OBI und DRK engagiert für Brandenburger Patienten: Am 20. Juli macht das DRK-Blutspendemobil Station beim OBI Markt in Bernau


DRK sichert gemeinsam mit Bernauer Bürgern Versorgung mit lebensrettenden Blutpräparaten im Sommer

Bernau, 12. Juli 2013 – Schwerkranke Patienten in Brandenburg bauen auf DRK-Blutspender. Diese spenden nicht nur Blut für schwerkranke Mitmenschen in ihrer Heimatregion sondern investieren auch rund 40 Minuten ihrer freien Zeit für die Blutspende.

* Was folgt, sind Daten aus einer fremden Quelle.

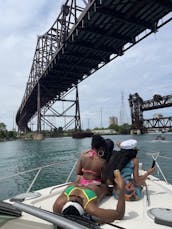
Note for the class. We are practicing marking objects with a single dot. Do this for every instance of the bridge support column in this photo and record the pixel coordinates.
(77, 112)
(38, 110)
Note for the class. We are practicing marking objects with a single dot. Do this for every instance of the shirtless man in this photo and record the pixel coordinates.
(76, 200)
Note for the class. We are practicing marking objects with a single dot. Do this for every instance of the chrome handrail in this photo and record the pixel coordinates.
(38, 169)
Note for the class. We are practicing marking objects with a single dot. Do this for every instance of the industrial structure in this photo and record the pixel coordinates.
(138, 106)
(86, 35)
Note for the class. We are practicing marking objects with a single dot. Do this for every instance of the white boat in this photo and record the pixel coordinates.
(154, 211)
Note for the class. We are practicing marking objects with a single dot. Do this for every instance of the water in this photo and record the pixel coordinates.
(18, 156)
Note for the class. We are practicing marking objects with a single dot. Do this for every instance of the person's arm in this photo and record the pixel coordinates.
(59, 203)
(109, 215)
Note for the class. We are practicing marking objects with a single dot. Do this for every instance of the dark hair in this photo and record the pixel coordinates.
(71, 210)
(109, 147)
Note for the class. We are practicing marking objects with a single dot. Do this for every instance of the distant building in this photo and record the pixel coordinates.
(157, 116)
(104, 131)
(113, 120)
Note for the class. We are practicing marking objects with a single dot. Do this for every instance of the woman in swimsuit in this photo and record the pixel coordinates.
(77, 200)
(92, 162)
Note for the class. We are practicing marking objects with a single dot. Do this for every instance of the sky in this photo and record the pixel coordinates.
(146, 68)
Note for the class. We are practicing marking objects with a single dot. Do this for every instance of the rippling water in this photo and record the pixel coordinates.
(18, 156)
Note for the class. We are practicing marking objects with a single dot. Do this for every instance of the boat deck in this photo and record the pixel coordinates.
(158, 195)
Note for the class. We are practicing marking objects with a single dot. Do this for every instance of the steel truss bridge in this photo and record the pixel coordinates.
(86, 35)
(138, 106)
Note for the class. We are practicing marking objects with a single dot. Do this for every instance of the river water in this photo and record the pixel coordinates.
(62, 153)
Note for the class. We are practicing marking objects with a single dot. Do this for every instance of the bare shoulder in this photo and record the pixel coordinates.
(135, 161)
(85, 153)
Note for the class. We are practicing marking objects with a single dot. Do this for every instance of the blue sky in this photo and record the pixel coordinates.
(146, 68)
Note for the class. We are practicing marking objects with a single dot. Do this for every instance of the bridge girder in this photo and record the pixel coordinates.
(85, 36)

Deshalb bitten der DRK-Blutspendedienst Nord-Ost und das Management des OBI Marktes in Bernau mitten in den Sommerferien alle gesunden Menschen, Blut zu spenden, denn nur so kann die Versorgung schwerkranker Patienten mit lebensnotwendigen Blutpräparaten auch über die langen Ferienwochen sicher gestellt werden. Deshalb macht das Team des DRK-Blutspendedienstes Nord-Ost am Samstag, dem 20. Juli mit seinem Blutspendemobil zum 6. Mal am OBI Markt in Bernau Station.

DRK-Blutspendesonderaktion am 20. Juli 2013, 11-15 Uhr

OBI Markt, Johann-Friedrich-A.-Borsig-Str. 5, 16321 Bernau

Bitte zur Blutspende den Personalausweis mitbringen!

Alle Spenderinnen und Spender erhalten einen Imbiss beim Bäcker im OBI Markt und nehmen an der Sommeraktion des DRK-Blutspendedienstes Nord-Ost teil: noch bis zum 28. Juli erhalten alle Sommerspender auf den DRK-Blutspendeterminen in Brandenburg als Dankeschön für Ihre Blutspende eine praktische Outdoordecke..

Gerade in den Sommerferien sind Blutspenden besonders dringend notwendig. Denn lebensnotwendige Blutpräparate lassen sich nur aus Spenderblut gewinnen, künstliche Ersatzstoffe gibt es nicht. Blutpräparate sind nur kurze Zeit haltbar. Wer in regelmäßigen Abständen ein Zeitfenster von 40 Minuten Freizeit aufmacht und einen halben Liter Blut spendet, bietet so lebensbedrohlich Erkrankten eine neue Perspektive. Jeden Tag benötigt der DRK-Blutspendedienst Nord-Ost in der Region Berlin, Brandenburg, Hamburg, Sachsen und Schleswig-Holstein 2.250 Blutspenden, um die Patientenversorgung mit den lebensrettenden Blutpräparaten kontinuierlich gewährleisten zu können.